Записи о средствах и обстоятельствах учения будд и патриархов называются вердиктами, потому что они именно таковы. Это записи мудрости и они не повод для индивидуальных спекуляций. В них выражены высшие принципы, имеющие чрезвычайное значение, разрушающее рождение и смерть, выходящее за пределы мелочного рассудка; их проповедуют сотни тысяч бодхисаттв в трёх временах и десяти сторонах света».
Чем коаны привлекают интеллектуалов?
В школе дзэн Риндзай практика работы с коанами сведена до очень лапидарной формы, когда для объекта медитации принимается совсем короткий пассаж или даже всего одна фраза. Сосредоточение на этой фразе останавливает дискурсивное мышление, привычный рассудочный ход мыслей, и открывает путь для инсайта, неожиданного прозрения, пробуждения ума или внезапного просветления, как мы по простоте душевной это называем.

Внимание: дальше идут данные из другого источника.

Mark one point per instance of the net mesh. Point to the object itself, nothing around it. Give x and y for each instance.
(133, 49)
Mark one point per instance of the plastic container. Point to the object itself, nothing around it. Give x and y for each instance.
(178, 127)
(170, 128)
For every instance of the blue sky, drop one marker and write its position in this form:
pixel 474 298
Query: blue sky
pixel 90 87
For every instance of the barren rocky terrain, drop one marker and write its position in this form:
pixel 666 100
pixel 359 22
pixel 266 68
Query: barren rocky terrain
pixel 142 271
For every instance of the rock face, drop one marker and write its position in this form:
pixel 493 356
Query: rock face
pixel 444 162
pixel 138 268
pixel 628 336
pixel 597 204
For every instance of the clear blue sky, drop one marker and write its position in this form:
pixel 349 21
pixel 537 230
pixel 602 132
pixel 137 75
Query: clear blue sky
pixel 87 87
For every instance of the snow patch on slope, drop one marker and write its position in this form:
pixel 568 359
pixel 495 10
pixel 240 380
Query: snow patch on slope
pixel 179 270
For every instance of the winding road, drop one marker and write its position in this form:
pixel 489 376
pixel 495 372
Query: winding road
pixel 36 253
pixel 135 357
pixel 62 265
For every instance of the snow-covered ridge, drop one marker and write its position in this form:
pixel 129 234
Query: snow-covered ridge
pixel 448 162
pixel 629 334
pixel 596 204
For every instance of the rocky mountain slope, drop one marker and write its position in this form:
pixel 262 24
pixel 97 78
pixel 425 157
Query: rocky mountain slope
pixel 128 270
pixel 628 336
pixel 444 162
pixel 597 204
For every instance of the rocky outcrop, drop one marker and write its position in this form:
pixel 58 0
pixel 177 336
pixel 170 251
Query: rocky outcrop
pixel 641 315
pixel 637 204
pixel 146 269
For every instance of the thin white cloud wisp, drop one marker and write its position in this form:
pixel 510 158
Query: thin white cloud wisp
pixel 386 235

В 1931 году мастер риндзай-дзэн Асахина Сёген писал:
Коаны – это выраженное в словах или действиях состояние просветленного ума тех людей, что достигли пробуждения в ходе углублённой практики медитации. Некоторые из этих слов и действий –спонтанные выражения их просветлённости, без всякой цели что-то кому-то показать, другие же совершены именно с такой целью. В любом случае эти слова и действия – полноценные выражения пробуждённого ума. Однако те, кто ещё не пробудился, не могут их понять, в то время как пробудившийся человек реагирует тут же: «Ага! Я понимаю», и у него с этим нет никаких проблем.
В человеческой природе заложено стремление искать подходящее объяснение при встрече с чем-то непонятным. Когда люди обременены бытом или не удовлетворены обстоятельствами своей жизни, когда они движимы религиозными идеями и взыскуют иного мира, где все их проблемы исчезнут и они будут пребывать в вечной радости, их умы в ещё большей степени цепляются за эту особенность коанов, которая чрезвычайно их привлекает.
Есть такая дзэн-буддистская поговорка: «В корне великого просветления – великое сомнение». Чем более отягощён и не удовлетворён человек своей жизнью, тем сильнее его интерес к коанам. Это потому, что когда человек напрягает до предела свои умственные способности, пытаясь понять свою жизнь, то только пробуждённое, просветлённое состояние ума становится единственной ценностью, и единственным устремлением. И вот тогда коаны – это не только слова и действия, выражающие состояние ума пробуждённых. Они ещё и предметы вдохновения для обычных, не пробуждённых умов, уводящие их в пучину сомнений и интеллектуального исследования, и выводящие их к практикам, позволяющим пересечь этот бурный поток и достичь «другого берега».